Thanks @sjspielman. I think years were used because the x-axis was too unreadable using days, but that can probably also be fixed using fixed spacing in the plot. I'm not entirely sure about the functions in general- could be that those functions were univariate only and I have a vague memory that there might have been some plot rendering issues.

jharenza commented 2 years ago

Just adding a link to this comment where interaction was discussed because I keep looking for it and the title for the PR it's on doesn't have a title that makes me think it would be there https://github.com/AlexsLemonade/OpenPBTA-analysis/pull/1216#issuecomment-1011153246

Thank you for finding that. I knew we discussed but I didn't remember why we didn't look at this. I think that given the question we have - which is do the TP53 and telomerase scores have some combined predictive value (does adding the p53 score change the telomerase prediction) - I think we need to add the interaction terms.

I still need help with is interpretation, though.

sjspielman commented 2 years ago

I still need help with is interpretation, though.

Interpreting these interaction models is not going to be particularly straight-forward, beyond just plainly stating which interactions are significant and what coefficients are. This is not something is easily described beyond pure mathematical terms; I don't have "gut sense" beyond that, as it were.

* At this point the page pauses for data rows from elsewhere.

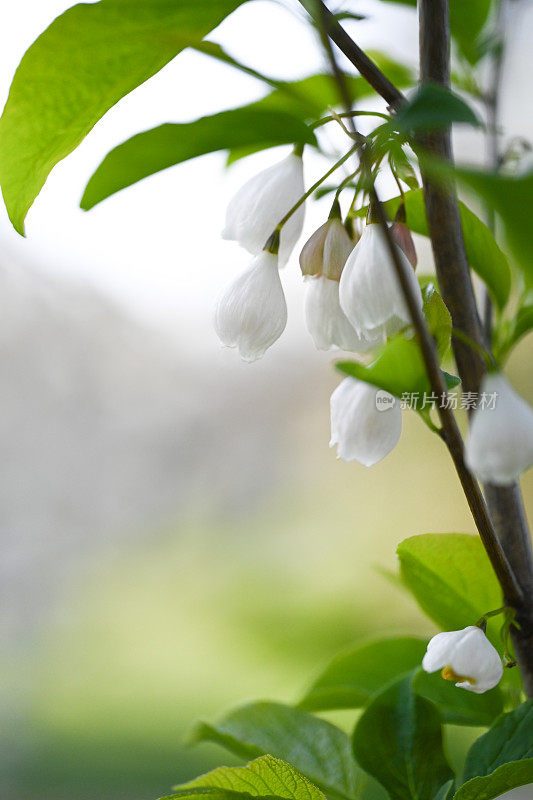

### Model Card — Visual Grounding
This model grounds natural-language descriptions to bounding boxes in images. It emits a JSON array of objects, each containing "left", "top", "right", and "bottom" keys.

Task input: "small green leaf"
[
  {"left": 390, "top": 83, "right": 480, "bottom": 134},
  {"left": 353, "top": 678, "right": 453, "bottom": 800},
  {"left": 0, "top": 0, "right": 247, "bottom": 234},
  {"left": 165, "top": 756, "right": 325, "bottom": 800},
  {"left": 463, "top": 700, "right": 533, "bottom": 782},
  {"left": 300, "top": 636, "right": 426, "bottom": 711},
  {"left": 422, "top": 284, "right": 452, "bottom": 359},
  {"left": 193, "top": 702, "right": 358, "bottom": 800},
  {"left": 360, "top": 189, "right": 511, "bottom": 308},
  {"left": 398, "top": 533, "right": 502, "bottom": 638},
  {"left": 335, "top": 336, "right": 459, "bottom": 401},
  {"left": 456, "top": 169, "right": 533, "bottom": 287},
  {"left": 413, "top": 669, "right": 503, "bottom": 727},
  {"left": 454, "top": 758, "right": 533, "bottom": 800},
  {"left": 80, "top": 107, "right": 315, "bottom": 210}
]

jharenza commented 2 years ago

Thanks for the updates @sjspielman - I will take a look in more detail tomorrow, but at first glance, I noticed that in the "TP53 score * Telomerase score, for each cancer group." section, the analyses are not subsetting each group (at least I do not think they are doing it properly). The N being plotted is the same for every group (all 548 samples) and all tables and plots are identical. I had this issue before, but will have to go back and check tomorrow how I had to handle it. Survival analysis is pesky!

sjspielman commented 2 years ago

@jaclyn-taroni @jharenza This is now ready for a look. I'm pretty satisfied with this notebook at this stage! Some of the changes I included (in particular a function) can be used in the immune survival notebook I'll get to next, as well.

Summary of the changes I've made:

(quick jump to rendered notebook)

Note also that the data prep is actually pretty different between the immune scores survival analysis and this one, so we do not need to have a shared data prep script.

jharenza commented 2 years ago

this looks good to me now - ready for re-review @jaclyn-taroni !

sjspielman commented 2 years ago

This has passed CI successfully before merging master in, so this PR be merged in before checks are complete.